Quem conta dois contos

29
Out18

Santarém 2021

arp

Santarém 2021

Francisco acordou cedo, deixara a janela, de alumínio, basculhada. O setembro, outonara quente. As portadas de madeira, branca e ligeiramente vergadas ao peso dos anos, empenada dissera o empreiteiro, homem pouco dado a coisas da antiguidade, estavam encostadas pelo que a visão era o último sentido a despertar. O cheiro da primeira chuva, das calçadas molhadas e do pó assente, garantiram-lhe a descida da temperatura. Pôs os pés no chão de madeira.
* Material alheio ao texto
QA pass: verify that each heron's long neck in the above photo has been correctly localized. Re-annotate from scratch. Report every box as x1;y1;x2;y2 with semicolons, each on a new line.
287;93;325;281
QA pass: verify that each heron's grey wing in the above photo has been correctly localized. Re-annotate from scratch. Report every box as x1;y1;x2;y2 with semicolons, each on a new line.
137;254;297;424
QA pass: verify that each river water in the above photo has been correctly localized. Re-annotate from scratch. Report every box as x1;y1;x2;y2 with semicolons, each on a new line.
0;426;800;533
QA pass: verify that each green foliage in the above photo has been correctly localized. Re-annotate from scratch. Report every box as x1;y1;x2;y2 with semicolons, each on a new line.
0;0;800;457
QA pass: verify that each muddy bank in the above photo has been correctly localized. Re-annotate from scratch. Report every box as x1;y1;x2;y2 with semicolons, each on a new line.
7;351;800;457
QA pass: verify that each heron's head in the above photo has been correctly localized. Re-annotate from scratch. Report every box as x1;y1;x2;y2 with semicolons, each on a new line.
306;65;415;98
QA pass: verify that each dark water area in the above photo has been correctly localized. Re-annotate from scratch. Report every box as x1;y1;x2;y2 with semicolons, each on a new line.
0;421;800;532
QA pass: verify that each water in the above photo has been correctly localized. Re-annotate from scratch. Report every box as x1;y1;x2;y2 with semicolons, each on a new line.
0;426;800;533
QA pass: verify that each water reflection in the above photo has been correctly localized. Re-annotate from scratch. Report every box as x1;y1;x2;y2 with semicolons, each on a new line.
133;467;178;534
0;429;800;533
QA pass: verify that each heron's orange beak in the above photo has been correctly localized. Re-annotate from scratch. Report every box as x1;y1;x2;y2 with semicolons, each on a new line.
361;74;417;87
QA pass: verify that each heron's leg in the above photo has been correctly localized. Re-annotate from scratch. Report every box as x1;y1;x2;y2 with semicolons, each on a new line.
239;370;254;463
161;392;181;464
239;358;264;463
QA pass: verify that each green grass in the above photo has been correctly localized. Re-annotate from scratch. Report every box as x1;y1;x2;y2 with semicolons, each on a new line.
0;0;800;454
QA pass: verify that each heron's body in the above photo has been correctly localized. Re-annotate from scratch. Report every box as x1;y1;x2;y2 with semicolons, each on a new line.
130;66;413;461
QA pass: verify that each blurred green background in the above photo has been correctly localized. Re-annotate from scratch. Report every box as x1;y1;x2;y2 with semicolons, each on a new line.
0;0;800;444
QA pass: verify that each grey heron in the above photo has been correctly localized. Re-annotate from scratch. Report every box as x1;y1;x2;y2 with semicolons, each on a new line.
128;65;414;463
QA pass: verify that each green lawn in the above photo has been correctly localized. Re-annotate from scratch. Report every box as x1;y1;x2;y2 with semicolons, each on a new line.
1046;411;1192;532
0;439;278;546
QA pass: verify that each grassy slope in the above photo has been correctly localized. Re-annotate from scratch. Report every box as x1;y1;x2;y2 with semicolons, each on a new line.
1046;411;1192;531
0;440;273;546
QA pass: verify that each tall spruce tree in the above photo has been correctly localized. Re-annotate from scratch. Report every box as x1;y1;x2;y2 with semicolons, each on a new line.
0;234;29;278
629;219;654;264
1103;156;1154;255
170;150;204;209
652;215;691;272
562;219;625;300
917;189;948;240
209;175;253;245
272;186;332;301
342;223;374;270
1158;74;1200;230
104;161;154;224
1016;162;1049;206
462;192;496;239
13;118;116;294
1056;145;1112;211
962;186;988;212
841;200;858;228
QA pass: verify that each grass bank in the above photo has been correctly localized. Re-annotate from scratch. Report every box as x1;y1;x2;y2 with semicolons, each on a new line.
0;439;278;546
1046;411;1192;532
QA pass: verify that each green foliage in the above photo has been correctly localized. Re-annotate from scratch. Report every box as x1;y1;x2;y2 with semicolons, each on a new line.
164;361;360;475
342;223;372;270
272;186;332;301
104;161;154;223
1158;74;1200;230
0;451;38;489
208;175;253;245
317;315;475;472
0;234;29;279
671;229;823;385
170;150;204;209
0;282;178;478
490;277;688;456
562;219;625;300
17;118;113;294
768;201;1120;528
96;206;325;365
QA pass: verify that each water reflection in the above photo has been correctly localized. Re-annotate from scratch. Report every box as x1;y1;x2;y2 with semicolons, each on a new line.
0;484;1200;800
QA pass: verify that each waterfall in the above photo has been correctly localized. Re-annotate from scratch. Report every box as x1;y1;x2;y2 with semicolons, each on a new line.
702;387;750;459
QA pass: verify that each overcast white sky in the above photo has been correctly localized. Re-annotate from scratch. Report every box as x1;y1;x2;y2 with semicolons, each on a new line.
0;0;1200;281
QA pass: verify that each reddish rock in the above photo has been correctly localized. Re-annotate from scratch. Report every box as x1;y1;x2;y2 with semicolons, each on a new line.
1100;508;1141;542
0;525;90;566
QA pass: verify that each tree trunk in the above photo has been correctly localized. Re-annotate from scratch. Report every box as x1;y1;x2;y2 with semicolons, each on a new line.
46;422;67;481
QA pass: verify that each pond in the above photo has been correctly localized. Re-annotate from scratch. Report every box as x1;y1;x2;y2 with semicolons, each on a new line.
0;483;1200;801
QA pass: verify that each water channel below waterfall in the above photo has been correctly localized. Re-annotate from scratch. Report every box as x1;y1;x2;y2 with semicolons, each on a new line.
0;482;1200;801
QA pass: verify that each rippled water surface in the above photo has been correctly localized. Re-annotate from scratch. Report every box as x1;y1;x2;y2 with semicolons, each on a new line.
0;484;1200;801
O velho soalho de tábuas largas ganhara uma nova vida depois de ter sido afagado e aromatizado com camadas de cera. Já quase nem rangia. Abriu ligeiramente as portadas reduzindo a penumbra através de feixes de luz tremeluzente pelo coar desse sol outonal nas folhas do grande plátano fronteiro ao prédio. Sobre a almofada repousava uma cabeça de olhos fechados e respiração lenta de sono profundo. O nome soubera-o na visita guiada que fizera à cidade havia 3 anos. Vira, num consultório de uma dor de dentes, uma revista de viagens, deixada para trás uma descrição da movida na antiga cidade medieva. Na capa anunciava-se o santuário e, esperava, a lógica peregrina dos visitantes, mas como sempre acontece nos consultórios alguém, possivelmente dorido de um siso a menos levara consigo a página 5. E também a 18. Assim, em vez de saber o peso das almas peregrinas, ficara-se pela leveza dos cabelos lavados com um novo champô. Por razões que a razão poderá, ou não, conhecer, talvez raiva para com o desdentado que levara a página 5, ou simples curiosidade, dirigira-se à gare, do oriente, e metera-se no primeiro comboio para norte. Saíra numa estação, nova, dissera-lhe o companheiro improvável de viagem. Um jovem de oitenta anos que lhe foi fazendo perguntas, mas que sempre deu as respostas mesmo antes de Francisco conseguir abrir a boca. A estação estava adoçada a um talude havendo uma elevação através de uma grande cabina de vidro que levaria umas cinquenta pessoas. Entrou no elevador juntamente com uma turba de jovens, aparecida do éter e que, apercebeu-se, iam para um concerto de uma qualquer banda inglesa. Saíram uns metros acima. Francisco apanhou um táxi, eléctrico, a turba apanhou os pés e deu-lhes uso.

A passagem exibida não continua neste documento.